Newscorp is indeed dropping out of Google

01 Dec 2009

The big disappearing act

When Rupert Murdoch announced that he would remove his sites from Google (in order to make a deal with Microsoft, so that only Bing would have the NewsCorp pages, as we now assume), he apparently wasn’t kidding. Although all Google web sites still indicate that e.g. MySpace has 179 million pages in the index, the Google API is currently returning another number for that: only 7 million.
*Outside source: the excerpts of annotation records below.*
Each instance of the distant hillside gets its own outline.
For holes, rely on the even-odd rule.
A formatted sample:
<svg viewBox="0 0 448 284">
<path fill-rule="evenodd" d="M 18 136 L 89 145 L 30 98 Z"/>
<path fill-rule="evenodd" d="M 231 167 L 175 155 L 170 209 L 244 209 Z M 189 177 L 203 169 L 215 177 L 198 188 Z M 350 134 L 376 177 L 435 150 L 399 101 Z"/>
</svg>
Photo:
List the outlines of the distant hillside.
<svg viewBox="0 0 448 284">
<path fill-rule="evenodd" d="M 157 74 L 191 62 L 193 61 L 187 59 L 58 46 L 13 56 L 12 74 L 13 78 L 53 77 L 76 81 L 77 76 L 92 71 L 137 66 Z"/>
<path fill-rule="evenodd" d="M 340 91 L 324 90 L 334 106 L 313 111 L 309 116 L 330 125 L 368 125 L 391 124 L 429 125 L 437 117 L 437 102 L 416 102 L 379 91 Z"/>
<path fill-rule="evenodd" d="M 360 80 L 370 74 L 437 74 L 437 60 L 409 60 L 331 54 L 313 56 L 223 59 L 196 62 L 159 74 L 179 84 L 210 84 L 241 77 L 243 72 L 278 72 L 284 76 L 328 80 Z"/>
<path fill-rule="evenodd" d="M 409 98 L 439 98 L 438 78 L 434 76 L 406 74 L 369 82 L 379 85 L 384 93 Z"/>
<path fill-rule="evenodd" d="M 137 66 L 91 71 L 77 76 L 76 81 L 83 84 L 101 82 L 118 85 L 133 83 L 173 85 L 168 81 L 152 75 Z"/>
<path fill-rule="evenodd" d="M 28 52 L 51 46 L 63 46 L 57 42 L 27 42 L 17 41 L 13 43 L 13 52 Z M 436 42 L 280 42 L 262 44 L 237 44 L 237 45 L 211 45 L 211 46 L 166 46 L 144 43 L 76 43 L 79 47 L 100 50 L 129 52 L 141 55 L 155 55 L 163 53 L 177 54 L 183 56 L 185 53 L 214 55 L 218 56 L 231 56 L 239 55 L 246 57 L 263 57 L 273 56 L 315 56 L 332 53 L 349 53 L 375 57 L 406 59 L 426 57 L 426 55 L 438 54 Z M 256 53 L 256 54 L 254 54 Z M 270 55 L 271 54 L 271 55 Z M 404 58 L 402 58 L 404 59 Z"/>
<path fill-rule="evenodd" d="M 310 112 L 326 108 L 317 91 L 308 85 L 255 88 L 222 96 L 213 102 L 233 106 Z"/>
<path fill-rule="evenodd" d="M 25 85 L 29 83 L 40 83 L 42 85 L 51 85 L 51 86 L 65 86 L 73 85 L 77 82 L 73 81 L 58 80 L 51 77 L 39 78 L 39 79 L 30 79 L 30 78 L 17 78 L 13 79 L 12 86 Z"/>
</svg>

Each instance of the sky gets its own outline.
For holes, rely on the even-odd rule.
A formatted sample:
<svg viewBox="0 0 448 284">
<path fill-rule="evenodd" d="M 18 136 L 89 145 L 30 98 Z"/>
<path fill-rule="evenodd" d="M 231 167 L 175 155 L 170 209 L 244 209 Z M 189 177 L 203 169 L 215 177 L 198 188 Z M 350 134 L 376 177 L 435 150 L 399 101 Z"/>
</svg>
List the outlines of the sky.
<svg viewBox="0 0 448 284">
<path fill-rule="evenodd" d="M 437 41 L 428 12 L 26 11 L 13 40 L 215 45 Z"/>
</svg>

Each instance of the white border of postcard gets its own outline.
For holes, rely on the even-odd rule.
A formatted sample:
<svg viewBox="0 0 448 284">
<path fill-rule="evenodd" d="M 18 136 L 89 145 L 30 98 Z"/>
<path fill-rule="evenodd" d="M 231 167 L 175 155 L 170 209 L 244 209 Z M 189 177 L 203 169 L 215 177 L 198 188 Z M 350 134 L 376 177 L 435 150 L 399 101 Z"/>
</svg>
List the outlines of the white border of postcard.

The total number of NewsCorp pages (a sum of MySpace, IGN, RottenTomatoes, …) has dropped from 192 million to 12 million.

Which sites are Newscorp?

Let me give you some of his ‘big’ sites and how their # indexed pages have dropped:

Myspace: from 179 mio to 7 mio
RottenTomatoes: from 4 mio to 100.000
IGN: from 4 mio to 300.000
Stats.com: from 2.4 mio to 50.000
News.com.au: from 1.2 mio to 70.000
Sky.com: from 1.4 mio to 85.000

I suspect the Fox, National Geographic, Daily Telegraph, and other sites will soon follow.

Did he send in the robots?

I checked to see if NewsCorp finally started using the robots.txt file, because that’s the way you’re supposed to remove content from Google, not with press conferences.

Myspace:

User-agent: *
Disallow:

RottenTomatoes:

User-agent: Mediapartners-Google
Disallow:

And the answer there is “no”. So I’m not sure how they tell the Google crawler to stay out.

— UPDATE —

Source of the data:

The numbers come from http://tools.forret.com/newscorp/, which uses the Google Search API. I double-checked the replies from the API: for MySpace.com I get "estimatedResultCount": "6950000" so 7 million, not 179 million. If there’s an error, it’s in the Googleplex.

Peter Forret